He claims he made popsicles using the Blood of Christ after a priest "inadvertently" blessed it during a Mass.
For the record, a priest cannot "inadvertently" bless anything. He either does or he doesn't. The corporal isn't just there to act as a napkin to catch fallen particles. It's also a boundary for items that need to be included for consecration.
So in order for this fool to obtain the Precious Blood, he'd've had to do one of two things:
1) Sneak a cruet of wine onto the corporal (which is direct center of the altar) in the middle of Mass (since the priest opens and places it after the Liturgy of the Word), then somehow steal it away before Communion without ever being detected.

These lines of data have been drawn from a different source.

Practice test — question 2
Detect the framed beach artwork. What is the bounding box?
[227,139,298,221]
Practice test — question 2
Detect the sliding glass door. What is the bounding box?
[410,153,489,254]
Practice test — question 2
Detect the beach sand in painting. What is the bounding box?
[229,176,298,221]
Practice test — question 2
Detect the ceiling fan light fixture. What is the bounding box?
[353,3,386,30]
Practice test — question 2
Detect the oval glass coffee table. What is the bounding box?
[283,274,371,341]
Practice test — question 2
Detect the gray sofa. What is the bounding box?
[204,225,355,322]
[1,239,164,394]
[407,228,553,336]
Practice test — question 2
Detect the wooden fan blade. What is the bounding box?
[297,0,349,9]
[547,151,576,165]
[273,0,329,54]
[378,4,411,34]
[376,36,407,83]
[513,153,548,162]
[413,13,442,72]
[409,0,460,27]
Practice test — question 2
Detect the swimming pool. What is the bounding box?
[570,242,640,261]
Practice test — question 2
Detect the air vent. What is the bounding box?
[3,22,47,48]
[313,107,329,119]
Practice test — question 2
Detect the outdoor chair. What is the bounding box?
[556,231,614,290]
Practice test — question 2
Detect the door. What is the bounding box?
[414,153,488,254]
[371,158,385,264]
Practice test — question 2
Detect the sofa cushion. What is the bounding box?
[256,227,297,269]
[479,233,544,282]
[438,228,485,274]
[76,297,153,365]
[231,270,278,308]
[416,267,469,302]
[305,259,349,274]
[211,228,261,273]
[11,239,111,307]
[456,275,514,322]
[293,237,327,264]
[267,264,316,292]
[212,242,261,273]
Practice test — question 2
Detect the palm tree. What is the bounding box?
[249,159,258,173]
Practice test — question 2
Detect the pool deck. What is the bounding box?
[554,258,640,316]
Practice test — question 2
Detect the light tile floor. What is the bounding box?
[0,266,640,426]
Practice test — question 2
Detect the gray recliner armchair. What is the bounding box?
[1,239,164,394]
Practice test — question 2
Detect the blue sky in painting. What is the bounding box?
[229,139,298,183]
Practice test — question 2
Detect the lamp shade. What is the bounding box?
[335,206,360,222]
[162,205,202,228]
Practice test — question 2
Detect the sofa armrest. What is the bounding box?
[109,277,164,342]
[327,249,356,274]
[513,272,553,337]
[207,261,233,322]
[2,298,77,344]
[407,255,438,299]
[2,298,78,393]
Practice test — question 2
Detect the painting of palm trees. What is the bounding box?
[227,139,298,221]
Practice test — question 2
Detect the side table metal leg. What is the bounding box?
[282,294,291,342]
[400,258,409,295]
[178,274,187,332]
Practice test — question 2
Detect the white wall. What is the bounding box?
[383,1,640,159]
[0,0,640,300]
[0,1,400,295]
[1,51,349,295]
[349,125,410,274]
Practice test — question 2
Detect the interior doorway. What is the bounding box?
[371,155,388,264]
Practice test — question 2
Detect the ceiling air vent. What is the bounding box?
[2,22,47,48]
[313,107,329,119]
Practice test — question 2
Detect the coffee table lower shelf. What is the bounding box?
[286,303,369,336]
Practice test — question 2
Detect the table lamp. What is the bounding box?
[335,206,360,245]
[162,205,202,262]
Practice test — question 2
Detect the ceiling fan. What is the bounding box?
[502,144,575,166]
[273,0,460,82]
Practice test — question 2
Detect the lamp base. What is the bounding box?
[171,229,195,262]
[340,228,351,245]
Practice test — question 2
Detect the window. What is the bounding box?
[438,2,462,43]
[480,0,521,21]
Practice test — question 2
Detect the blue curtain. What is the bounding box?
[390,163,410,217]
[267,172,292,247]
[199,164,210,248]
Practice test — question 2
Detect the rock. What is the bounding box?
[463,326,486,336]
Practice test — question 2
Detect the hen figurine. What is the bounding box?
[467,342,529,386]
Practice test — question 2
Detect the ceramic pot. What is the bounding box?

2) Steal the consecrated wine through taking a chalice that's being used during Communion (which would create some sort of commotion, I'd assume), or accepting the Precious Blood via Communion and instead of ingesting, commit an even greater sacrilege by spitting the now consecrated wine into a vial or some other container for later use.
It's not like he could hold his little bottle of wine under his pew during a Mass and have it consecrated (which is what he stupidly thinks he did). It's not like he could drive by a chapel and suddenly the wine in his cooler becomes Christ's Blood.
Seriously - how foolish does he expect people to be???
Apparently exactly as foolish as they are. This article ran on CNN and he's planning to sell them during NY's Design Week. Disgusting.
May God have mercy on us. We have no idea how tragic we are unto ourselves.